The following are the features and improvements that are said to be available in Apache Hadoop 2.8.0
- Common
- Support async call retry and failover which can be used in async DFS implementation with retry effort.
- Cross Frame Scripting (XFS) prevention for UIs can be provided through a common servlet filter.
- S3A improvements: add ability to plug in any AWSCredentialsProvider, support read s3a credentials from Hadoop credential provider API in addition to XML configuration files, support Amazon STS temporary credentials
- WASB improvements: adding append API support
- Build enhancements: replace dev-support with wrappers to Yetus, provide a docker based solution to setup a build environment, remove CHANGES.txt and rework the change log and release notes.
- Add posixGroups support for LDAP groups mapping service.

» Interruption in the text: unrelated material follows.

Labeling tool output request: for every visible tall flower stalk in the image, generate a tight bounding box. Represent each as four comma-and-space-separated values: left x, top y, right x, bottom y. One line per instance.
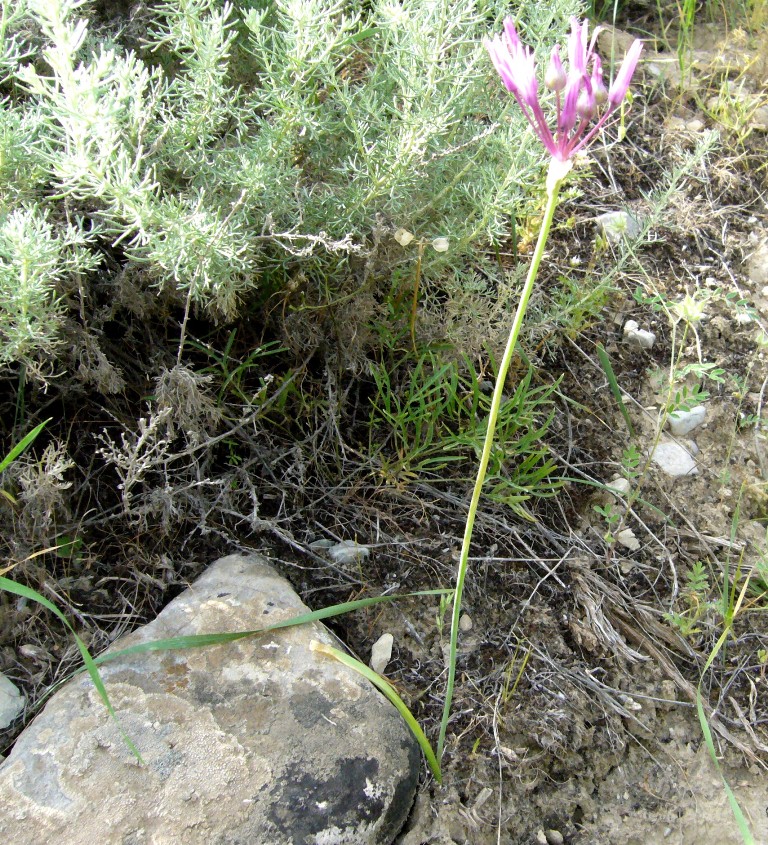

- Support integration with Azure Data Lake (ADL) as an alternative Hadoop-compatible file system.
- HDFS
- WebHDFS enhancements: integrate CSRF prevention filter in WebHDFS, support OAuth2 in WebHDFS, disallow/allow snapshots via WebHDFS
- Allow long-running Balancer to log in with keytab
- Add ReverseXML processor which reconstructs an fsimage from an XML file. This will make it easy to create fsimages for testing, and manually edit fsimages when there is corruption
- Support nested encryption zones
- DataNode Lifeline Protocol: an alternative protocol for reporting DataNode liveness. This can prevent the NameNode from incorrectly marking DataNodes as stale or dead in highly overloaded clusters where heartbeat processing is suffering delays.
- Logging HDFS operation’s caller context into audit logs
- A new datanode command for evicting writers which is useful when data node decommissioning is blocked by slow writers.
- YARN
- NodeManager CPU resource monitoring in Windows.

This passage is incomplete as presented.